Durante los primeros días de su estancia en Nueva York tuvo un enfrentamiento con la actriz decadente, para la que hacía de modista, por lo infame de las comidas en América. Mi tía le advirtió de que había ido a NY a trabajar y no a pasar hambre, y como era una excelente cocinera se ofreció a hacer la comida por el mismo sueldo. Eso le permitió conocer a un carnicero hispano que ya desde el primer día le ofrecía los mejores cortes y que a las pocas semanas acabó pidiéndole una cita. A mi tía le gustaba aquel chico pero, al final, se dio cuenta de que pasar toda su vida en una ciudad donde hacía tanto frío, y además los termómetros engañaban, no le compensaba. Así que cuando reunió unos ahorros decidió regresar a Madrid y comprarse una casa. Tenía treinta y ocho años.
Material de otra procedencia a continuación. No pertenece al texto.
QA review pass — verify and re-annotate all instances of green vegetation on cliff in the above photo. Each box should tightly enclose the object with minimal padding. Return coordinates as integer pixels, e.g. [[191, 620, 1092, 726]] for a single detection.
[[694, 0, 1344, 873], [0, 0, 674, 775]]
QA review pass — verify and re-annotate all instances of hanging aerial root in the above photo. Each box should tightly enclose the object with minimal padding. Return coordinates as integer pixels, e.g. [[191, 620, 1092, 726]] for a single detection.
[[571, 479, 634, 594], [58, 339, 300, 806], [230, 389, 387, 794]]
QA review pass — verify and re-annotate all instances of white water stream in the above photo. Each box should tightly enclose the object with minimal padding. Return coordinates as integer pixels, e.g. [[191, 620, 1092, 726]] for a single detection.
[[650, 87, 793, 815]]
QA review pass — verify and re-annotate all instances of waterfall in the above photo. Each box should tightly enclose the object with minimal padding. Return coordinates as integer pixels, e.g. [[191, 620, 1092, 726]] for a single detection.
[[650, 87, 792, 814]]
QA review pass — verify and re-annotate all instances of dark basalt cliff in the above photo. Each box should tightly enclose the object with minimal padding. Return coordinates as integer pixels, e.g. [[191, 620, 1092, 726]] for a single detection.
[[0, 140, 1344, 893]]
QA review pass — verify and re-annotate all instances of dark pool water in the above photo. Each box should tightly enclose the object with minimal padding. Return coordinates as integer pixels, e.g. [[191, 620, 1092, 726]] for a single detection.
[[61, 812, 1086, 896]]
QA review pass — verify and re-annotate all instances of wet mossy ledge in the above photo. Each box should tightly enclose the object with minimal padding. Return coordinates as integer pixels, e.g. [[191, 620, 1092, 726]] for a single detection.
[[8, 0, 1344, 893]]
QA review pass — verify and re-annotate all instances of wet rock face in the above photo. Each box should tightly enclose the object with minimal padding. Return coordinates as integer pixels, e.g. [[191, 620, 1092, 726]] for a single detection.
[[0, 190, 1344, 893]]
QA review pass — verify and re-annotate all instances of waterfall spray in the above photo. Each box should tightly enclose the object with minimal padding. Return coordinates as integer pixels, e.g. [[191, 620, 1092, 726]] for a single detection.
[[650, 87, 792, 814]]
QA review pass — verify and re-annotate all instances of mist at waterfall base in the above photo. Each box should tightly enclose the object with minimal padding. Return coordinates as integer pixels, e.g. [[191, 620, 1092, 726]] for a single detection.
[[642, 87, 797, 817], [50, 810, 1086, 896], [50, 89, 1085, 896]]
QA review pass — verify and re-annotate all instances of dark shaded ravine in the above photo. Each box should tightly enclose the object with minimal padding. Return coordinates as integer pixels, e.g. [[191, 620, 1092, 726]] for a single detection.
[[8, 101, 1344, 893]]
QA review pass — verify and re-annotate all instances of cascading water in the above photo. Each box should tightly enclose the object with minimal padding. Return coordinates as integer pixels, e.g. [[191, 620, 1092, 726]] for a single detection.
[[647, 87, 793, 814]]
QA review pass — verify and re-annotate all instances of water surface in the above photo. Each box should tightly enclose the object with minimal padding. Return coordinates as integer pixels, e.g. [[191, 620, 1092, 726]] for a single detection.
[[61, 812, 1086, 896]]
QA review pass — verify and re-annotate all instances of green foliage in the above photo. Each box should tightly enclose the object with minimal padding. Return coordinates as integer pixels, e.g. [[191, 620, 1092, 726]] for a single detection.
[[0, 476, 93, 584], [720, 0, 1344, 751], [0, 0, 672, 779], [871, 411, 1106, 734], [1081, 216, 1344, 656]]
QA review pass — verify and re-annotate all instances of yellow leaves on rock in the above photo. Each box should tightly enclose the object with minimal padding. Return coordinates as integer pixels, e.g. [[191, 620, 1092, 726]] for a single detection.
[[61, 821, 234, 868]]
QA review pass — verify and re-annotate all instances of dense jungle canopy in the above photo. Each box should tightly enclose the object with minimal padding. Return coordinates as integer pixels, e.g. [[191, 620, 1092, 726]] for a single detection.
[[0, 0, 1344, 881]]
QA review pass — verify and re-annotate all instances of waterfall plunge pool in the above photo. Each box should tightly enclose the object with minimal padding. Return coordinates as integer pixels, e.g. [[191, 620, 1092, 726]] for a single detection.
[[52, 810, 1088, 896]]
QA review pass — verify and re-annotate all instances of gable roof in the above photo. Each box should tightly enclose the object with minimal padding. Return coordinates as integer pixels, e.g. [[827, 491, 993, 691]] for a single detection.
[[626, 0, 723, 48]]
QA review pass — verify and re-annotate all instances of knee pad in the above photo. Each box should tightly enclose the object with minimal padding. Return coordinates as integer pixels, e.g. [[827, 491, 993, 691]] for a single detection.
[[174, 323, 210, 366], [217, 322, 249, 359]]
Al poco de llegar, mi tía acudió a una tienda de muebles de su barrio para comprar una cama. Le dijo al dependiente que quería una de "madre e hija", de esas que también se llaman de "matrimonio cariñoso", y el muchacho intentó convencerla de que por un poco más se podía comprar una de matrimonio. "¿Y para qué quiero yo una cama tan grande si estoy soltera?", le dijo mi tía. El gerente de la tienda, que les estaba escuchando, se acercó y le dijo que nunca se sabía lo que le podía deparar el destino. Al final mi tía cambió de opinión y salió de la tienda, media hora después, con una cama de matrimonio y una cita con el gerente para la tarde siguiente.

El mismo día que cumplía cuarenta años se casaron y formaron una pareja bien avenida. Viajaron por España todo lo que no habían viajado antes y siempre estaban contentos. Se lamentaban de no poder tener hijos, pero la naturaleza no perdona y acabaron aceptándolo. Cuando iban a celebrar su noveno aniversario a mi tío le diagnosticaron un cáncer en la cabeza. Murió seis meses después.

Y así concluyó la vida amorosa de mi tía que volvió a emplearse como modista, contratada esta vez por una dama que nada tenía que ver con el mundo de la farándula.




lunes, noviembre 01, 2004




Siempre me ha encantado bailar. Cuando vivía en mi pueblo era todo un acontecimiento el hecho de que hubiera baile. Sólo traían una orquesta en las fiestas y en las bodas (todo el pueblo iba a bailar estuviera o no de boda). La mayoría de las veces más que una orquesta era un dúo, uno tocaba el acordeón y el otro la batería. Lo hacían con tan escaso virtuosismo que, a pesar de interpretar los últimos éxitos, a veces no conseguíamos saber de qué canción se trataba. Más adelante el del acordeón decidió además actuar como vocalista, y así por la letra caíamos en la cuenta de qué era lo que estaban tocando.
Cuando emigramos a Levante descubrí las discotecas y decidí recuperar el tiempo perdido. En cuanto entraba por la puerta me ponía a bailar. El hecho de que la pista estuviera vacía tanto me daba. Esta actitud sacaba de quicio a mi hermana mayor. Yo me disculpaba haciéndole ver que se bailaba mejor con toda la pista para ti. Y claro, me decía mi hermana, no te importa que te miren. Pues no, y no solamente no me importa que me miren, sino que me encanta, le contestaba.
No creo haber cambiado demasiado desde entonces.